陈宓皱起眉头:“太常寺奉礼郎……文居中,是那个文?”
张载点点头:“便是了。”
陈宓深吸了一口气,大宋朝的这些名臣们,大多出身没有那么简单,但真称得上世家的也不多,但文家却的确是称得上的。
文居中虽然只是一个太常寺奉礼郎,但他的父亲叫文彦博,正是当今的枢密使。
大宋朝的几个最为核心的机构被称为二府三司,三司便是三司,二府则是中书与枢密院,枢密使便是枢密院的一把手,名义上是管军的,可大宋朝的官没有那么简单。
太祖赵匡胤的北宋是通过陈桥兵变得来的,为了避免重蹈覆辙,他必须削减地方和朝中大臣的权力。其中一个重大调整就是相权,宋朝设立了中书、枢密、三司分掌政、军、财三大务,宰相之权为枢密使、三司使所分取。
名义上枢密使是只管军事,但实际上却非如此,在某种程度上来说,枢密使的职权比起中书昭文相的权力还要大。
中书省中,昭文相的权力不仅被枢密使以及三司使分割了权力,还要被参知政事分割去很大部分的权力,比如现如今的王安石以及张载,实际上他们才真正掌握了中书,反而是曽公亮、赵槩实权不多,当然这与他们年老病弱有关系。
但总体而言,反而是枢密使的权力更加集中。
文彦博更是一个不同寻常的枢密使,先说他的能力,他从天圣五年中进士,一步一步做到了昭文相,之后转枢密使,功绩比之韩琦也是不差的,当今朝堂,也就只有富弼与韩琦的资历能够与之想比拟,他任枢密使,镇压得住军队,权势自然是惊人。
而他的身世也让他在朝堂上下都有身后的根基,他的父亲文洎,官至河东转运使,他的祖父是五代时候后汉石州军事推官文锐,高祖父则是后晋岚州录事参军文时,家族一代一代的进步,根基自然深厚无比。
根基深厚,自身资历也深厚,能力也是过人,这等人惦记上央行,的确是有些棘手的。
不过,麻烦是麻烦,但陈宓心中并没有畏惧。
不过,战术上轻视对手,战略上却是得重视对手,这是半点也容不得轻忽的。
陈宓道:“老师,明天弟子去看看司农寺,看看央行的各项事宜。”
张载点点头道:“嗯,该去看看,是了,关于冶铁工场的事情,你与管家说了么?”
陈宓苦笑道:“今日拒了陛下,却是不合适再说了,等等吧,找个好时机再说。
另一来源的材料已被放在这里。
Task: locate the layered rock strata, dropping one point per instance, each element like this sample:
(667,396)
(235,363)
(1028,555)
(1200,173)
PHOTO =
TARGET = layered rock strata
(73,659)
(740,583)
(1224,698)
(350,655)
”
张载点点头。
第二日,陈宓便出发去司农寺。
几个月没来,在司农寺的央行总部变得更加热闹起来,随着央行走上正轨,在总部办公的人员越来越多了。
在之前,司农寺的大部分只能被制置三司条例司剥夺了,人员也都去了三司条例司那边,司农寺算是没落了,偌大的地方,里面的人却是寥寥,但现在的司农寺,比起鼎盛的时候还要热闹得多,
这也正常,司农寺鼎盛时期各署加起来也不过一二百号人,然而此时的央行总部的人却是多达千人之多,气象自然是不同了。
陈宓的到来,顿时让央行沸腾起来,瞿洪庆、施彦卿、以及卢仲文都出来迎接,瞿洪庆是行长,施彦卿是二把手,卢仲文原本并无足轻重,但近来却是央行风头最劲的人,自然是惊动了许多人。
陈宓不愿意兴师动众,随同瞿洪庆几人去了会议室。
“二郎,你终于回来了,我们这里有好多的事情需要向你请示呢。”
卢仲文兴奋道。
陈宓一听,便知道卢仲文的成绩不错,但应该也遇上很多的问题,便笑道:“哦,是么,说来听听。”